Les auteures d’un nouvel ouvrage remettent en question ce qu’elles appellent le « rythme effréné » de la vie universitaire contemporaine.

par MOIRA FARR | 29 MAR 16

Dans leur nouveau livre, The Slow Professor: Challenging the Culture of Speed in the Academy (University of Toronto Press), Maggie Berg et Barbara Seeber appliquent les principes du mouvement slow au milieu universitaire. Mmes Berg et Seeber sont professeures de littérature anglaise à l’Université Queen’s et à l’Université Brock respectivement.

Fières de se décrire comme des professeures adeptes de la lenteur, les auteures partagent leurs points de vue sur la façon de composer avec l’enseignement, la recherche et la collégialité alors que la plupart des professeurs se sentent « assiégés, contrôlés, bousculés, stressés et démoralisés » parce qu’ils sont tiraillés entre les attentes des étudiants, de l’administration, de leurs collègues — et leurs propres attentes. « Les préoccupations et la fragmentation des tâches caractérisent la vie universitaire contemporaine », écrivent-elles. Selon elles, les professeurs doivent ralentir, passer plus de temps à « ne rien faire » et tirer plus de plaisir de leurs tâches de recherche et d’enseignement. Il est temps qu’ils « se réapproprient la vie intellectuelle de l’université ».

Mme Berg raconte comment, au fil des ans, elle et Mme Seeber se sont mutuellement soutenues afin d’être en mesure de composer avec les défis inhérents à leur profession. « Je me sentais coupable de ne pas avoir répondu rapidement à un courriel, j’avais honte d’admettre que la transition vers un nouveau système de gestion de l’apprentissage me stressait, ou je regrettais la façon dont j’avais géré une situation en classe, précise-t-elle. Nous sommes tellement bousculées. »

Les deux professeures ont lu sur le mouvement slow, notamment l’ouvrage Éloge de la lenteur de Carl Honoré. « Nous échangions sur des moyens de modifier notre perception du temps et d’intégrer la notion de plaisir dans nos vies universitaires, dit Mme Berg. Je lui ai alors proposé d’écrire nos réflexions, et Barbara a acquiescé. »

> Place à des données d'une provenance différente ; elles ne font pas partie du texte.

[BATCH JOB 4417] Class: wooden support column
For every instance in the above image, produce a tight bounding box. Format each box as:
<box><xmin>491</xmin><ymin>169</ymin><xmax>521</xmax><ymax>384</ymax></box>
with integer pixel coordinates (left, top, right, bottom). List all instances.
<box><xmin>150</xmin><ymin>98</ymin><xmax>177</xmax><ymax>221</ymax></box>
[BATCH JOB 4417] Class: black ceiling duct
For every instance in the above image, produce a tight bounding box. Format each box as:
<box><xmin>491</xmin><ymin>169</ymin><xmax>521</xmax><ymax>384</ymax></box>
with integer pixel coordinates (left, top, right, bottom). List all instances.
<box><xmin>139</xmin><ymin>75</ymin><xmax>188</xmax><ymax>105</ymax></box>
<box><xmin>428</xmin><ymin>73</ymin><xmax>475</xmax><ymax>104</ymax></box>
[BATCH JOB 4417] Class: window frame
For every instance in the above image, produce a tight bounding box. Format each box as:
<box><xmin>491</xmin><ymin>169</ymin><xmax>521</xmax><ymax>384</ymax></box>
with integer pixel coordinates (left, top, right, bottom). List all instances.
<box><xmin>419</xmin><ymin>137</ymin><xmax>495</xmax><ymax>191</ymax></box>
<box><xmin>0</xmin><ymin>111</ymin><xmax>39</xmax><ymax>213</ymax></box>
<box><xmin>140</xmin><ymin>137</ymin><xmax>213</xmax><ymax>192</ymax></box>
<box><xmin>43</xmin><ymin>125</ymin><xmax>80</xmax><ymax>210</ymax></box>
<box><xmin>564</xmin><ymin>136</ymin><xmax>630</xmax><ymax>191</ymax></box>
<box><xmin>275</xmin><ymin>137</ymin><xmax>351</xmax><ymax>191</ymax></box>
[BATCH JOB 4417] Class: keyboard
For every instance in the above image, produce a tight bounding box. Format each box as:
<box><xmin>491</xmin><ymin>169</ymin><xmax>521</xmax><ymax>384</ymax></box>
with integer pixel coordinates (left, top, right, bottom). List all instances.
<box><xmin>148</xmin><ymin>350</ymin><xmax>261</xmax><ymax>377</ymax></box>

Mme Berg souligne que plusieurs facteurs contribuent à ce que les professeurs se sentent si stressés et dépréciés : « Au cours des vingt dernières années, la taille des classes, le nombre d’emplois précaires et le travail administratif ont augmenté à l’université. De plus, notre temps et nos résultats sont maintenant plus que jamais quantifiés. La contrainte de publier, les nouvelles technologies, le transfert des tâches vers les professeurs et la confusion que cela crée; tous ces facteurs ont fait que nous passons moins de temps à nous parler et plus de temps en mode multitâche. L’esprit de groupe et la collégialité en ont pâti. »

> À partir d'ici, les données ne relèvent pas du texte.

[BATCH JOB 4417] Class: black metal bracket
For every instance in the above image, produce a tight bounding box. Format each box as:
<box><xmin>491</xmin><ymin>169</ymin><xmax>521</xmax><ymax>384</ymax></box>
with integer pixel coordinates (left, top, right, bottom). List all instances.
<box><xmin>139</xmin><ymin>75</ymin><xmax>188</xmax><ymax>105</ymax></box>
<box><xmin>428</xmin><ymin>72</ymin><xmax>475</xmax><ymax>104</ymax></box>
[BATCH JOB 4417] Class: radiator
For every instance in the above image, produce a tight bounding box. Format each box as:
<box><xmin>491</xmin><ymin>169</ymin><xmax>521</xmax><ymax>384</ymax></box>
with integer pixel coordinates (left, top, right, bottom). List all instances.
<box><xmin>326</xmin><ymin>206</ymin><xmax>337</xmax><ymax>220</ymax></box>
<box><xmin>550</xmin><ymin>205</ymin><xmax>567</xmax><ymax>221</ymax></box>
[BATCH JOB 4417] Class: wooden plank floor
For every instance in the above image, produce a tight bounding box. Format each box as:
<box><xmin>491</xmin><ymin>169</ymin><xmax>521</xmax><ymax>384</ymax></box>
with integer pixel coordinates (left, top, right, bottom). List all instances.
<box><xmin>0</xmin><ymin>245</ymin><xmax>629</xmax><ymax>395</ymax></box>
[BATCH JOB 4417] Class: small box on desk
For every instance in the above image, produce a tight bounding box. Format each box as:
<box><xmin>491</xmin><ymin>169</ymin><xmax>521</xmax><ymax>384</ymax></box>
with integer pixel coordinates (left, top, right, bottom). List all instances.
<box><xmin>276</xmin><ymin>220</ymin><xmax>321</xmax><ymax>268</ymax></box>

Mme Berg souligne que les recherches et les témoignages sur lesquels elles se sont penchées révèlent que beaucoup de professeurs se sentent isolés, voire seuls, et ont perdu leur motivation. « Cet ouvrage vise à semer des idées à contre-courant pour raviver la passion de l’enseignement, dit Mme Seeber. Nous voulons lancer le débat. »

Les deux auteures ont voulu éviter de parler de crise. « Il n’est pas vraiment nécessaire d’instaurer un sentiment d’urgence, soutient Mme Seeber. Oui, nous devons réagir à la pression, mais le vocabulaire associé aux
situations de crise ne fait qu’en rajouter. Il nous semblait inutile de transmettre l’idée que nous en étions arrivés à un cul-de-sac. Si nous croyions qu’il n’y avait plus rien à faire, nous n’aurions pas écrit le livre. »

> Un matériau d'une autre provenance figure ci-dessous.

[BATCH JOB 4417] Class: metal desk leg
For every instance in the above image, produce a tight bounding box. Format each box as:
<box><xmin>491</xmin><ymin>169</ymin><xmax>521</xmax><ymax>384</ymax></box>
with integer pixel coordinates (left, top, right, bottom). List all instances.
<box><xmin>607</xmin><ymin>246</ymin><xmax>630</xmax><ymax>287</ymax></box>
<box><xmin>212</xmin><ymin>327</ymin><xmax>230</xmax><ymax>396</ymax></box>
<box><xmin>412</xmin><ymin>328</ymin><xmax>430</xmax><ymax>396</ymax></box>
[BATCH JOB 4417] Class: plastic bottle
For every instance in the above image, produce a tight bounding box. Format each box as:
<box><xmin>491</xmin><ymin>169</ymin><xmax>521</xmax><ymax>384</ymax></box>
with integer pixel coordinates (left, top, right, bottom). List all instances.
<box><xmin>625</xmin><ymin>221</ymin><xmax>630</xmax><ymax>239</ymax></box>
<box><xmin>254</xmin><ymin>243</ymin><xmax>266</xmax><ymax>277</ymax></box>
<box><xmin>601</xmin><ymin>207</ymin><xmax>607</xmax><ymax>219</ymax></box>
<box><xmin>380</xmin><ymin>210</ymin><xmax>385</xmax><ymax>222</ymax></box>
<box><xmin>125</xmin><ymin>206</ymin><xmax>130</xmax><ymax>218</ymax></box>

Les auteures donnent des conseils en essayant de ne pas se montrer trop prescriptives. « Je trouve des façons de profiter du temps passé en classe parce qu’évidemment, lorsqu’on se sent bien en classe, ça se passe mieux, explique Mme Berg. J’ai aussi la chance de travailler avec de formidables collègues. Nous mangeons souvent ensemble. Il est bon d’avoir un sentiment d’appartenance, de discuter avec ses collègues en personne, et non seulement sur Skype ou par courriel. Dans mes travaux de recherche, j’ai appris à m’imposer des limites et à me dire “Tu en as assez fait pour aujourd’hui”. »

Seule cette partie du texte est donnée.